Yogyakarta, 13 Juni 2025 – Setelah mencuri perhatian di Gala Premiere Jakarta dan menuai pujian dari forum internasional, film terbaru karya Garin Nugroho, “Nyanyi Sunyi Dalam Rantang”, memulai perjalanan roadshow nasionalnya dari jantung budaya Indonesia—Yogyakarta.
Diputar perdana di Empire XXI Yogyakarta dengan dihadiri oleh Walikota Yogyakarta, Bupati Gunung Kidul, Bupati Bantul, Sekda Daerah Istimewa Yogyakarta dan para pejabat lainnya, film ini menandai langkah awal dari rangkaian pemutaran keliling yang menyasar kota-kota strategis dalam agenda nasional antikorupsi. Yogyakarta dipilih bukan tanpa alasan. Kota ini bukan hanya latar syuting film, tetapi juga simbol perlawanan terhadap ketimpangan dan ketidakadilan sistemik. Di sinilah ruh gerakan antikorupsi dituangkan ke dalam narasi visual.

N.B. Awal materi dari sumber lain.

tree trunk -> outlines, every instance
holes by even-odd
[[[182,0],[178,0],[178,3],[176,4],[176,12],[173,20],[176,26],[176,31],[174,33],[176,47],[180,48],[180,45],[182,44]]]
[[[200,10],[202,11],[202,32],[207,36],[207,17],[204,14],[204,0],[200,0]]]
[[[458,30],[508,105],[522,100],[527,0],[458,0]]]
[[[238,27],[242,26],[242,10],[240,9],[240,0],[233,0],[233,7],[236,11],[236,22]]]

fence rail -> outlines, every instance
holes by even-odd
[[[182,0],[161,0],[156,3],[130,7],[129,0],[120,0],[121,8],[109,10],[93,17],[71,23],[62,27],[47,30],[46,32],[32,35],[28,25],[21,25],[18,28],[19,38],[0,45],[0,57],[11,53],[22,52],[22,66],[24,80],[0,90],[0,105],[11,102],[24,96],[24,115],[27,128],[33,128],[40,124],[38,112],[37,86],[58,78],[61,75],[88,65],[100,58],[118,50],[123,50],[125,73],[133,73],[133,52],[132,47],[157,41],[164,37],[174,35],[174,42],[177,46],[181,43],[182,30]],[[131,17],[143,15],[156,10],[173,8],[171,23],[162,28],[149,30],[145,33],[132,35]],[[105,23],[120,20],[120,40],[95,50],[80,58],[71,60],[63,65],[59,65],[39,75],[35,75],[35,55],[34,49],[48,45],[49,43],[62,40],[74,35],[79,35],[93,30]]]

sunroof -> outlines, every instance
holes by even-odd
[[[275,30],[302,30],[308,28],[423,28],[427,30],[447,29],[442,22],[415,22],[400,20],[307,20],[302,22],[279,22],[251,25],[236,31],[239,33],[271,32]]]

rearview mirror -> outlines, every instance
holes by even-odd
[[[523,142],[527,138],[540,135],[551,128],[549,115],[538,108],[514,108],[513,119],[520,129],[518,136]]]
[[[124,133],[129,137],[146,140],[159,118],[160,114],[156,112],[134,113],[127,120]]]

“Yogyakarta adalah tempat di mana suara-suara yang selama ini tersembunyi mulai terdengar. Kami ingin memulai perjalanan ini dari tempat suara itu pertama kali mengemuka,” ujar Garin Nugroho usai pemutaran film, Jumat (13/6).
“Nyanyi Sunyi Dalam Rantang” diangkat dari empat kisah nyata yang menggambarkan pergulatan individu melawan sistem yang timpang. Melalui karakter Puspa (diperankan Della Dartyan), film ini menyuarakan jeritan mereka yang terdampak kolusi kekuasaan dan korporasi, memperlihatkan bagaimana korupsi merampas bukan hanya uang negara, tetapi juga keadilan, tanah, dan nyawa manusia.

Setelah Yogyakarta, film ini akan menyapa penonton di Jayapura, Pekanbaru, dan Balikpapan—kota-kota yang menjadi fokus Stranas PK (Strategi Nasional Pencegahan Korupsi) untuk memperkuat sektor sumber daya alam, pelayanan publik, dan penegakan hukum.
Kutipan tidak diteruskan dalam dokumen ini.